My next thought was to move the center of the circle. There will be the same number of solutions moving it in any dimension a whole integer. So when n/2 is integer, so n=2k, x^2+y^2 = 2*k^2. And it also turns out that there are just as many solutions to this equation as there are to the equation x^2+y^2=k^2 (see Sloane A046109).
This also gives an easy method for computing the number of solutions for any n via A046080. If the powers on the primes in n of the form 4k+1 are f[0]...f[m], then the number of solutions is 4*product(2f[i]+1 | i in [0...m]).

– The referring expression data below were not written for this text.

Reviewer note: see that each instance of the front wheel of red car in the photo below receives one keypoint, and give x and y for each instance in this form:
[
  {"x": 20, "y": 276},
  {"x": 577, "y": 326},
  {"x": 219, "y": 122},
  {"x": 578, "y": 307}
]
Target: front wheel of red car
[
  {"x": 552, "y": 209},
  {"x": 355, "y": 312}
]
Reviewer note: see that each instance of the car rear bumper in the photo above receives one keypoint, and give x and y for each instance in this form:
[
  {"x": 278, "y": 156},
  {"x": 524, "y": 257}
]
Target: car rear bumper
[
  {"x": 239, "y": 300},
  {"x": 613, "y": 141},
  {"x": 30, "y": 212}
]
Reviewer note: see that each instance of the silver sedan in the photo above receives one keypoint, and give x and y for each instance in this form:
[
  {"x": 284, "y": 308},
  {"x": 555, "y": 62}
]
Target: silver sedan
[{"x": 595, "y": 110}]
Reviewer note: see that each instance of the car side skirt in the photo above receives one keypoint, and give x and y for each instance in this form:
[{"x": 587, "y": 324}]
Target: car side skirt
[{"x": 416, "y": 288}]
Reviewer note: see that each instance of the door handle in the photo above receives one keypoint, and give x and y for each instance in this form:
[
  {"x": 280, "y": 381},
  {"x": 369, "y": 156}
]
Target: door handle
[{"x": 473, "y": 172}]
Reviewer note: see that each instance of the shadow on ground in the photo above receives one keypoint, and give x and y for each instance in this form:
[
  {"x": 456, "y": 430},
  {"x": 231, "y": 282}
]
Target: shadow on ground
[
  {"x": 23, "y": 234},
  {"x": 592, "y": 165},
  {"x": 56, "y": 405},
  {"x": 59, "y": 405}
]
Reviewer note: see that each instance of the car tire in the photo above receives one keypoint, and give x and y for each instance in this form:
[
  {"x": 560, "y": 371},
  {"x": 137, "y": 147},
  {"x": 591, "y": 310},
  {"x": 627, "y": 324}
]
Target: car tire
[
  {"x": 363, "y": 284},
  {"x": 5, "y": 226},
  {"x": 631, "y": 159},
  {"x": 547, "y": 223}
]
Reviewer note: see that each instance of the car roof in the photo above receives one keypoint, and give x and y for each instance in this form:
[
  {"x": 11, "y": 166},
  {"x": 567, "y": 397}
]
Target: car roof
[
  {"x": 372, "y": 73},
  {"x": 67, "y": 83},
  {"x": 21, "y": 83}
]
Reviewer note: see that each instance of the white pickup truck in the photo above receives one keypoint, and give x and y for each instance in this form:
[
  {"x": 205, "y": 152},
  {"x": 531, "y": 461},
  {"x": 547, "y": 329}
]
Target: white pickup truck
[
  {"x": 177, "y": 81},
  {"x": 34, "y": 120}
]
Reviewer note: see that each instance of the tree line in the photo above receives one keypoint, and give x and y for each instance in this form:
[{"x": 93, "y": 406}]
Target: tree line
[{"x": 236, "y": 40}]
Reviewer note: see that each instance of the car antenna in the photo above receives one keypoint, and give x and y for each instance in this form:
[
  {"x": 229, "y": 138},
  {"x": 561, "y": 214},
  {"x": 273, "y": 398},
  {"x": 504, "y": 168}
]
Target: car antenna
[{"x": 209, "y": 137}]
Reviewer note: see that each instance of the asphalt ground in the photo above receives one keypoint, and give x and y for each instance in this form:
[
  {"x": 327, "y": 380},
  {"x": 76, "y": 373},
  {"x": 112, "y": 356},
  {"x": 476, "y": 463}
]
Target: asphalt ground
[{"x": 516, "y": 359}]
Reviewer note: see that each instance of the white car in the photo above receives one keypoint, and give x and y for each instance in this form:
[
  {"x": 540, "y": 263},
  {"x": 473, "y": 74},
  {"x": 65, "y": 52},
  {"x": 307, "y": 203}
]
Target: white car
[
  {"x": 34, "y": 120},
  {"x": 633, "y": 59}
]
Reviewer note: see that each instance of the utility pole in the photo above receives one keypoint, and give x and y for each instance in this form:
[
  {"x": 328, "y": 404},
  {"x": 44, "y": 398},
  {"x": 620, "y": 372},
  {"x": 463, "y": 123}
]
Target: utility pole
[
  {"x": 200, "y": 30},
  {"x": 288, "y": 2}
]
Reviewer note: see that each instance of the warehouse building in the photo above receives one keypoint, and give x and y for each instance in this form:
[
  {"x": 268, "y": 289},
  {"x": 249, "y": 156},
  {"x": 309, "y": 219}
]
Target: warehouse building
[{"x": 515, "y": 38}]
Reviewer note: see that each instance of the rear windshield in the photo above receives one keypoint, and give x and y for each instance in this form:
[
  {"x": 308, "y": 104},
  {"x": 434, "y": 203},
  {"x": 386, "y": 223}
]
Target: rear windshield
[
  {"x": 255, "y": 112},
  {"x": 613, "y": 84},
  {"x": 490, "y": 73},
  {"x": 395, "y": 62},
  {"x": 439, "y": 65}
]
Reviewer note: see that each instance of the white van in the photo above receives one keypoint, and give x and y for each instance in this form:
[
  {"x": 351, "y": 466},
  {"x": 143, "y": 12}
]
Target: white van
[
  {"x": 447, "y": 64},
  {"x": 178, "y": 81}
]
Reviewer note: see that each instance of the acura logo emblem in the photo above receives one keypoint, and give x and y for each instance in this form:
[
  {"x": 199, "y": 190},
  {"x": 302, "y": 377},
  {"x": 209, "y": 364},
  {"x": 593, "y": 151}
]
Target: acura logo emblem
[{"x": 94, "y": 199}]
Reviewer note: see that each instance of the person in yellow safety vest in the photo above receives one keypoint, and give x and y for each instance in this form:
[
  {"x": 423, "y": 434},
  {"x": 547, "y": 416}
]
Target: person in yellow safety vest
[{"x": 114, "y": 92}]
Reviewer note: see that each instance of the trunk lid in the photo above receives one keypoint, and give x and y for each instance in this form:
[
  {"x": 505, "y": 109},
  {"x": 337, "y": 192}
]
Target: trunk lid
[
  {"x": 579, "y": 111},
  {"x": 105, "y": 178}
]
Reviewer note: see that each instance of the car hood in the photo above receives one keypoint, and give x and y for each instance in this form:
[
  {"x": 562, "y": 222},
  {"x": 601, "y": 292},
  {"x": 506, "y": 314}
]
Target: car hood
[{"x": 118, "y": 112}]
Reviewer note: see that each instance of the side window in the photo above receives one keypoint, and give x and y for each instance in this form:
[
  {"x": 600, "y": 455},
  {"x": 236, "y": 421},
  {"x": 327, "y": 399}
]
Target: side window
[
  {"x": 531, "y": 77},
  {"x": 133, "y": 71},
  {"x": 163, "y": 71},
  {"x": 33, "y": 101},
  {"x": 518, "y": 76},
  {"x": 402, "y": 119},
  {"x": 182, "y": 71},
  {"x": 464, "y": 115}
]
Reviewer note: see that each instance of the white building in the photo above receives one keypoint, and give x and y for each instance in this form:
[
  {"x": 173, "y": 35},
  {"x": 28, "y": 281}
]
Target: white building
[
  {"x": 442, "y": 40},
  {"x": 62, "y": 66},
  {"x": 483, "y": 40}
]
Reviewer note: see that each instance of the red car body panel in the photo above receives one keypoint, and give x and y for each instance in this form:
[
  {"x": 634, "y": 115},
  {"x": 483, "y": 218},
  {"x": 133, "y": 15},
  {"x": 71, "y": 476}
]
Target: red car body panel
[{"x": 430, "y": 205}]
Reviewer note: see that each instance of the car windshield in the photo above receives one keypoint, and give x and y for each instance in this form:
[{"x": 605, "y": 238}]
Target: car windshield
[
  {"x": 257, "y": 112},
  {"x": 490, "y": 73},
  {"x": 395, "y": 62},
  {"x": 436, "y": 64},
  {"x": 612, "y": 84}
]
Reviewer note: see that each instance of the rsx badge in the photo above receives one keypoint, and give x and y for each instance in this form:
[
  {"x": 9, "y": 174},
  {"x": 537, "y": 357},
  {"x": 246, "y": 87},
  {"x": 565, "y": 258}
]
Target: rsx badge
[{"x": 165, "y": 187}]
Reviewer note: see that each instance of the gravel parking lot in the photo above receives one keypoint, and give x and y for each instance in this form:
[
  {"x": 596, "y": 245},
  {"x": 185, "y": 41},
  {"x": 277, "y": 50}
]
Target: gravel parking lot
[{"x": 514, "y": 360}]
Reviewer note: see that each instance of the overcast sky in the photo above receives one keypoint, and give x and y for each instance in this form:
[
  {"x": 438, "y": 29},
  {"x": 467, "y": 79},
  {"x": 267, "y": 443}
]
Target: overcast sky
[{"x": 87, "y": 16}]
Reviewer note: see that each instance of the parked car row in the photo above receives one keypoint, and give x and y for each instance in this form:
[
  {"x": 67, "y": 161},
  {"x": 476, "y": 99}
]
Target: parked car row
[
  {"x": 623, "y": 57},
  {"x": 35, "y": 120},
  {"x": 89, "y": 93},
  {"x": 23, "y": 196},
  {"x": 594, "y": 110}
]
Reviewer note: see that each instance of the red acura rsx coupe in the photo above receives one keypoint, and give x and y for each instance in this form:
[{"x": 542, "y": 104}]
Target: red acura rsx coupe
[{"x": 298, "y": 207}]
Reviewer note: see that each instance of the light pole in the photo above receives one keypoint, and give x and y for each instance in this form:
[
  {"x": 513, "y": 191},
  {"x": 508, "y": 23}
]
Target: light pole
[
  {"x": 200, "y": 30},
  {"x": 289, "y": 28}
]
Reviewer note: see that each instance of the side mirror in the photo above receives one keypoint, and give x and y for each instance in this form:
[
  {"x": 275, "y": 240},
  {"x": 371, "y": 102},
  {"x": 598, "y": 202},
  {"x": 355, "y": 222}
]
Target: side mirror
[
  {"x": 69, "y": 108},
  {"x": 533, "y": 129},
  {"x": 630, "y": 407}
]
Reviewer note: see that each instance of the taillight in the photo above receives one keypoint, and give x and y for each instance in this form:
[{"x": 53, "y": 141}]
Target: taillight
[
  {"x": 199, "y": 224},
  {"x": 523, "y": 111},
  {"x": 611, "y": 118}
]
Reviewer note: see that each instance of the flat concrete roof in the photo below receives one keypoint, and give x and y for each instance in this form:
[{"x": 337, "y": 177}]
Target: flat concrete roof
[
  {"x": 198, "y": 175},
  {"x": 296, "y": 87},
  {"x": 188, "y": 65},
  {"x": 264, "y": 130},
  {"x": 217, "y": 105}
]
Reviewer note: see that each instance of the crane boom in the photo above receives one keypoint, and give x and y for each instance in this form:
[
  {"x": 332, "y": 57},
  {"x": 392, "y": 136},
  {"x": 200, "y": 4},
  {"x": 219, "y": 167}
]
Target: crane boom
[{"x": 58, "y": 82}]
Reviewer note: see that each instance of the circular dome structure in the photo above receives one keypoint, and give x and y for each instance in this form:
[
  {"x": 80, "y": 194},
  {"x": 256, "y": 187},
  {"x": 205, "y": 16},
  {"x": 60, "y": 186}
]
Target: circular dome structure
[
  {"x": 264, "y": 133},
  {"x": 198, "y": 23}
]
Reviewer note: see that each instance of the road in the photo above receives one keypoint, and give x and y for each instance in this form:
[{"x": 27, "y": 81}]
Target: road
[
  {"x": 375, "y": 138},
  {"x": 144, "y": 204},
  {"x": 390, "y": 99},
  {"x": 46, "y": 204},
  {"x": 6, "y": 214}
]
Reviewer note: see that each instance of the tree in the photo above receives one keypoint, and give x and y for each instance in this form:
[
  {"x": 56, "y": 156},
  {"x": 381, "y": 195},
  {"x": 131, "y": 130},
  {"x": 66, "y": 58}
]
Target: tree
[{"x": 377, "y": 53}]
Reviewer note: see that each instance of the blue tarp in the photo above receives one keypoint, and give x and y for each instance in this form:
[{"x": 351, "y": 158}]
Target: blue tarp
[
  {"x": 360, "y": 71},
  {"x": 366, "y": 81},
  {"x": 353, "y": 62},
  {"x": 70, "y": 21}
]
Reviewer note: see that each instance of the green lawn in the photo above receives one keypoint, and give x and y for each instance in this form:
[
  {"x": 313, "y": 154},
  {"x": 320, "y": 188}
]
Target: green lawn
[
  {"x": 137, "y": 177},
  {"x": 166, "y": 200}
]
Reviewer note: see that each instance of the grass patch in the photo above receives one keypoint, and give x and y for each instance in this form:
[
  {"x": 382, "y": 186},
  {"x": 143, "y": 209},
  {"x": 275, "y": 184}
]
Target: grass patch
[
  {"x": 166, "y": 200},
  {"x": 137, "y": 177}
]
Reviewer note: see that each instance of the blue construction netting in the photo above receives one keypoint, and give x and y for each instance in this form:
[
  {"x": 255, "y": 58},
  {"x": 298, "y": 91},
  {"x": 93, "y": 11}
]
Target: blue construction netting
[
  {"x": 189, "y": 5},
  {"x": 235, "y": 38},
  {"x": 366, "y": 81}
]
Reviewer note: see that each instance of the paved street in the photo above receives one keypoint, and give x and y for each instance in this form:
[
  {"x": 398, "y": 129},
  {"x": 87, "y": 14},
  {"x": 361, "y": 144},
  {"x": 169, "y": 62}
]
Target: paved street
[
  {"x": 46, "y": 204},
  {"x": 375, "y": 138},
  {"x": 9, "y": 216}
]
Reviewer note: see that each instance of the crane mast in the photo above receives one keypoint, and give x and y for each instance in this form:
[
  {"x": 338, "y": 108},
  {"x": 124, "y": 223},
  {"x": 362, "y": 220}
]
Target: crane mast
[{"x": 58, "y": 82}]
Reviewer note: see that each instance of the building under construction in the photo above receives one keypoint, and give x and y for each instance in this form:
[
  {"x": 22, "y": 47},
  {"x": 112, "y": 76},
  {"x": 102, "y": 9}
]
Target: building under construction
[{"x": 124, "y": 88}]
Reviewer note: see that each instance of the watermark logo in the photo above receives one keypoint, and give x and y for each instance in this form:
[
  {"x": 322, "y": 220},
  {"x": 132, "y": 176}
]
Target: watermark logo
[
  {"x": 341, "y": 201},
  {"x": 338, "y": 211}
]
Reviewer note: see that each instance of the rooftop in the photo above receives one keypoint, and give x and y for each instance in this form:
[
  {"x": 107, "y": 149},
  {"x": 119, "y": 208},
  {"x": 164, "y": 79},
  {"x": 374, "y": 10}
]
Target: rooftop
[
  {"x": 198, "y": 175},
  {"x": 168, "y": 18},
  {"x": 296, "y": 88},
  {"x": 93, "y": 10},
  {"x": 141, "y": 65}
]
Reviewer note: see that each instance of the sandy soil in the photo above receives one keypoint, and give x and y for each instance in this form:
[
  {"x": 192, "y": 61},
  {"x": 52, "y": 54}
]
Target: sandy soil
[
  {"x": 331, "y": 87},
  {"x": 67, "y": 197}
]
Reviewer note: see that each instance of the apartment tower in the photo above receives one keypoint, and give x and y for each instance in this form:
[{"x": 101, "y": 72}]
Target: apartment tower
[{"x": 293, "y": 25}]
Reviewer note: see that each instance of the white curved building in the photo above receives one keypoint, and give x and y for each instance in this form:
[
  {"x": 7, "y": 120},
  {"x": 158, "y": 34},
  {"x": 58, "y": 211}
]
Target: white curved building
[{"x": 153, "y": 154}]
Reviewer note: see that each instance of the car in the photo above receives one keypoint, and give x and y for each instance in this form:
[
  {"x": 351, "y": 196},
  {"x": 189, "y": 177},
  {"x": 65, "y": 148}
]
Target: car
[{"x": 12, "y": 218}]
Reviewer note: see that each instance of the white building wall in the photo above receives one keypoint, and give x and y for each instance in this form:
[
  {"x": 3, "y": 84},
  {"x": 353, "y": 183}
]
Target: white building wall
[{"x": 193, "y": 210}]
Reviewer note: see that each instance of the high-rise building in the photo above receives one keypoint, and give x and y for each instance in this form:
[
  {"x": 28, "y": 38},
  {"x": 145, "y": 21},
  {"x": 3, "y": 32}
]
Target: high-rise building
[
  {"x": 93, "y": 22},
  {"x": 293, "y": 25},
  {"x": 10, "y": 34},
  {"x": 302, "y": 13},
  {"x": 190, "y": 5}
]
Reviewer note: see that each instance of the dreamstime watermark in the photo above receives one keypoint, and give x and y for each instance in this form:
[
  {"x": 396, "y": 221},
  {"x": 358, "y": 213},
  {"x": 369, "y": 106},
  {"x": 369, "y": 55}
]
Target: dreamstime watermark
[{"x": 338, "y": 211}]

This allowed me to work backwards: 4.product(2f[i]+1 | i in [0...m]) = 420, so product(2f[i]+1 | i in [0...m]) = 105 = 3*5*7. I was able to come up with this program which I think finds the sum of all n, in the form 2k and less than 10^11, which have 420 circle lattice points. The answer (I hope!) is 257199853438240692.
Here's the C program:
#include "stdlib.h"
#include "stdio.h"
#include "math.h"
#include "string.h"
#define lim 1000000000L
char prime[lim];
long primes[50000000];
long len = 0;
int main(void)
{
long i, j;
for(i = 0; i < lim; i++)
{
prime[i] = 1;
}
for(i = 2; i < lim; i++)
{
if(prime[i])
{
for(j = 2*i; j < lim; j += i) prime[j] = 0;
if((i-1)%4 == 0)
{
prime[i] = 2;
//printf("%li\n", i);
primes[len++] = i;
}
}
if(i < 1000 || (i < 10000 && i%1000 == 0) || i%10000 == 0) printf("%li, %li\n", i, len);
}
printf("primes!\n");
long a, b, c, v, total = 0, k;
for(a = 0; a < len; a++)
{
v = primes[a]*primes[a]*primes[a];
if(v > 50000000000L) break;
for(b = 0; b < len; b++)
{
if(b == a) continue;
v = primes[a]*primes[a]*primes[a]*primes[b]*primes[b];
if(v > 50000000000L) break;
for(c = 0; c < len; c++)
{
if(c == a) continue;
if(c == b) continue;
v = primes[a]*primes[a]*primes[a]*primes[b]*primes[b]*primes[c];
if(v > 50000000000L) break;
for(k = 1; k*v <= 50000000000L; k++)
{
if(prime[k] == 2) continue;
total += k*v;
}
}
}
}
for(a = 0; a < len; a++)
{
v = primes[a]*primes[a]*primes[a]*primes[a]*primes[a]*primes[a]*primes[a];
if(v > 50000000000L) break;
for(b = 0; b < len; b++)
{
if(b == a) continue;
v = primes[a]*primes[a]*primes[a]*primes[a]*primes[a]*primes[a]*primes[a]*primes[b]*primes[b]*primes[b];
if(v > 50000000000L) break;
for(k = 1; k*v <= 50000000000L; k++)
{
if(prime[k] == 2) continue;
total += k*v;
}
}
}
for(a = 0; a < len; a++)
{
v = primes[a]*primes[a]*primes[a]*primes[a]*primes[a]*primes[a]*primes[a]*primes[a]*primes[a]*primes[a];
if(v > 50000000000L) break;
for(b = 0; b < len; b++)
{
if(b == a) continue;
v = primes[a]*primes[a]*primes[a]*primes[a]*primes[a]*primes[a]*primes[a]*primes[a]*primes[a]*primes[a]*primes[b]*primes[b];
if(v > 50000000000L) break;
for(k = 1; k*v <= 50000000000L; k++)
{
if(prime[k] == 2) continue;
total += k*v;
}
}
}
printf("%li\n", 2*total);
return 0;
}
We just need to add on the values of n that have 420 circle lattice points and are in the form 2k+1! However, that seems harder than for n=2k and I can't see any method for it. I'm also a little unsure whether my answer for even n is correct since the method is quite convoluted... Can anyone confirm it? Is there a neat method without involving treating different n differently?
I'm all out of ideas!
I'm mostly interested in how I deal with N=2k+1 since when N=2k I can do as John Feminella suggests.